The Arab world has been waiting for a long time for an American leader with the vision, the sense of justice and the will to reconnect again with the region and its ailments, especially the 7-decade-old Palestinian problem.
This yearning grew more pronounced after U.S. President Barack Obama’s administration proved incapable, even unwilling, to effect change, seeing as it adopted a strategy of disengagement and the policy of the three monkeys, which allowed Russia, Iran, and Turkey to a lesser extent to fill the power vacuum created by America’s absence.
Still, there was hope his successor would be more engaged and bring a fresh strategy that would break the deadlocks and finally create a glimmer of hope that a solution could be reached.
Unfortunately, what we ended up with was a man who brought only disruption and divisiveness.
In fact, a few days ago one of President Donald Trump’s defenders in Congress told a conservative columnist that his election was “like Forrest Gump won the presidency, but an evil, really ... stupid Forrest Gump.”
A couple of days later, the former – and fired – FBI Director James Comey told ABC that “I don’t think Trump is medically unfit to be president. I think he is morally unfit to be president.”
For this part of the world, which shares many problems with the U.S. and its leaders, and has to deal with Trump, this presents a serious problem.
Trump’s ascent to power proved a disappointment to this region, because not only is the U.S. now led by a president who brought neither a strategy nor a proactive approach, but one who dug out every staunch Israeli supporter and entrusted them with advising him on means and plans for a “peaceful solution.”
Since then, these people’s endeavors have been crowned by the most divisive of moves, including handing Jerusalem to the Jewish state, sanctioning the building of more settlements, grabbing more Arab land and sending any glimmer of hope for peace into the deep freeze.

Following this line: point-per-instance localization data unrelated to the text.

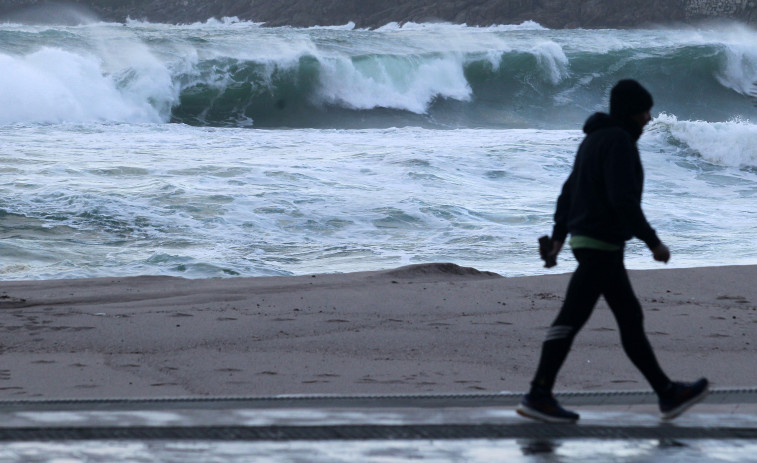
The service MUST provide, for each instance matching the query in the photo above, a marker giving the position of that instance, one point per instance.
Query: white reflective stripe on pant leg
(559, 332)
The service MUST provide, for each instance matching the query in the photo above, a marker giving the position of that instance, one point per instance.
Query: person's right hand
(661, 253)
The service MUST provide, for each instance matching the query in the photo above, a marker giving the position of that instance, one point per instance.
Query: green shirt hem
(587, 242)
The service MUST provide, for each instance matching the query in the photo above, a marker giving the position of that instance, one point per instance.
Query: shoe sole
(536, 415)
(678, 411)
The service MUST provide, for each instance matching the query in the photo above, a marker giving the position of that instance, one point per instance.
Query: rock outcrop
(375, 13)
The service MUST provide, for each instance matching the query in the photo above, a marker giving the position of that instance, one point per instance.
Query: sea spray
(226, 148)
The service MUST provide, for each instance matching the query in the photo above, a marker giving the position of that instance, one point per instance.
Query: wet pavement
(472, 428)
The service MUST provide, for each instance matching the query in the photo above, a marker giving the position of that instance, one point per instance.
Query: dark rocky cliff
(374, 13)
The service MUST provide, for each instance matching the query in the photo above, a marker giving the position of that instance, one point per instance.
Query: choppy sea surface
(226, 148)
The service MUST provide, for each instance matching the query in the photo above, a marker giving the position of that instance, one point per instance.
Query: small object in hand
(546, 246)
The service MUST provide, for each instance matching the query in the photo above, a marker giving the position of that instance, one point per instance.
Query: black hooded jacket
(602, 197)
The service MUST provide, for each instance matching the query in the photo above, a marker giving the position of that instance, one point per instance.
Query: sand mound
(437, 269)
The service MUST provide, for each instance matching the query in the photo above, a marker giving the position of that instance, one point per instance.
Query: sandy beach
(429, 328)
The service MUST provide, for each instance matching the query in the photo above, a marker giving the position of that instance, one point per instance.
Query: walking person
(600, 207)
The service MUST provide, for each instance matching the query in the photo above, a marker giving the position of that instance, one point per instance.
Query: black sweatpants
(599, 273)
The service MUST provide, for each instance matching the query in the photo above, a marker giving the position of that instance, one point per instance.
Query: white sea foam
(408, 83)
(732, 143)
(53, 85)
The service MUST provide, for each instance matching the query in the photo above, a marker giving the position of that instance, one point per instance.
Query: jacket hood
(598, 121)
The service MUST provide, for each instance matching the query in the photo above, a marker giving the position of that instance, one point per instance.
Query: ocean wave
(732, 143)
(236, 73)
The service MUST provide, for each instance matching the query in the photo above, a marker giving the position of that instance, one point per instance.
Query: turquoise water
(228, 149)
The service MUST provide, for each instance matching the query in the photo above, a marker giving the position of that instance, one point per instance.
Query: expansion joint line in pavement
(518, 429)
(503, 399)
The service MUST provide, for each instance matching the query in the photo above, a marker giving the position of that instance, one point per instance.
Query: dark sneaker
(545, 408)
(684, 395)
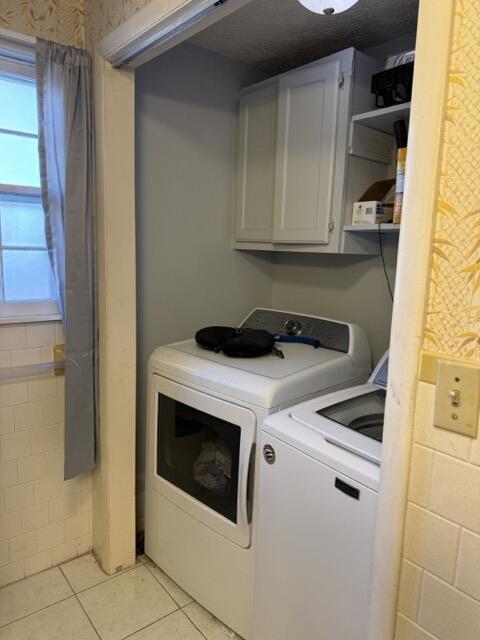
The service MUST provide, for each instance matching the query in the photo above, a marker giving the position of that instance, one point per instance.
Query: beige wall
(440, 584)
(102, 16)
(59, 20)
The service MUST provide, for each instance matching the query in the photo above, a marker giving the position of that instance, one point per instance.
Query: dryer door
(201, 454)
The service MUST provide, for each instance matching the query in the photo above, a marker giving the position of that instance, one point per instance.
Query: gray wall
(188, 275)
(343, 287)
(346, 288)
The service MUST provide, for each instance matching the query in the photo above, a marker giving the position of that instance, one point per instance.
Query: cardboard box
(376, 204)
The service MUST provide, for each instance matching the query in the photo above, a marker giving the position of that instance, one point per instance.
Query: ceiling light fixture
(327, 7)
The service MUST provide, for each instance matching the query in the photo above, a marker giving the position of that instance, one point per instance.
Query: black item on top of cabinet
(393, 86)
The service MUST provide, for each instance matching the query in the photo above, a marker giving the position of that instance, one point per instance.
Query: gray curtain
(64, 92)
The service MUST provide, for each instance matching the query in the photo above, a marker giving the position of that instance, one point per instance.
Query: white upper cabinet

Meanwhile, to the ire of 22 Arab countries, Washington has vetoed every resolution at the U.N. Security Council condemning Israel’s atrocities. The Syria debacle is further proof of a U.S. strategy based on reaction focusing on the problems piecemeal.
But Arab states, which through their trade exchanges, investments and arms purchases created hundreds of thousands of U.S. jobs, have enough clout to put pressure on the administration to rethink its approach.
They must exert every effort and use every channel, whether financial, strategic or political, if they ever hope to change the American policy that is based on Israel first.